Des Etats axés sur les exportations, comme par exemple l’Allemagne, seront particulièrement affectés ; et là aussi, ce seront les PME-PMI qui souffriront les premières. Le monde n’est pas préparé à une telle paralysie des marchés, et il faudra s’attendre à un ralentissement spectaculaire de la croissance dans de nombreux pays. Et qui dit ralentissement de la croissance dit augmentation du chômage et frein pour la conjoncture.

S’il est vrai qu’actuellement, il convient d’abord de s’occuper d’endiguer la propagation du Covid-19, une sorte de mission impossible lorsque l’on constate à quelle vitesse ce virus se répand dans le monde entier, il faudra également penser aux conséquences économiques qui risquent d’être lourdes. Le secteur bancaire, en crise lui-même, ne sera pas en mesure d’injecter les crédits nécessaires dans le monde des PME-PMI. Hormis le fait que les entreprises de ce secteur ont traditionnellement du mal à obtenir des crédits, il manquera tout simplement l’argent pour parer aussi à cette crise-là.

Les informations qui arrivent de Chine font état d’une « stabilisation » de la situation, mais considérant que la Chine a déjà changé à plusieurs reprises sa façon de comptabiliser les infections et les malades, considérant également que l’OMS estime que les chiffres réels se situent largement au-dessus de ce qui est communiqué, il est fort à craindre que cette crise durera encore un bon moment, y compris en Chine, où on s’efforce maintenant à un retour à la normale qui, dans les conditions actuelles, semble impossible.

Dans les autres régions du monde, que ce soit en Asie ou en Europe, on a l’impression que la crise ne fait que commencer. Il faudra attendre quelques jours ou quelques semaines avant de savoir si le Covid-19 sévira en Europe, en Asie ou ailleurs comme en Chine.

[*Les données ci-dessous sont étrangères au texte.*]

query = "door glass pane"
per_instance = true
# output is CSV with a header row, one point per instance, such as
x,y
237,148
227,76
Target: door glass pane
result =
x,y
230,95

Si tel devait être le cas, les conséquences au niveau économique pourraient ressembler à celles qu’on observe en Chine.

Le pire dans tout ça, c’est qu’il n’y a pas de remède à cette évolution. Nous sommes plus ou moins condamnés à attendre, à observer et à faire des constats. Une seule chose est certaine : les conséquences du Covid-19 seront graves à plus d’un niveau. Le monde doit apprendre à faire face à des crises imprévues, et se pose la question : nos systèmes économiques d’aujourd’hui seront-ils en mesure de faire face aux problèmes d’aujourd’hui et de demain ?  A suivre.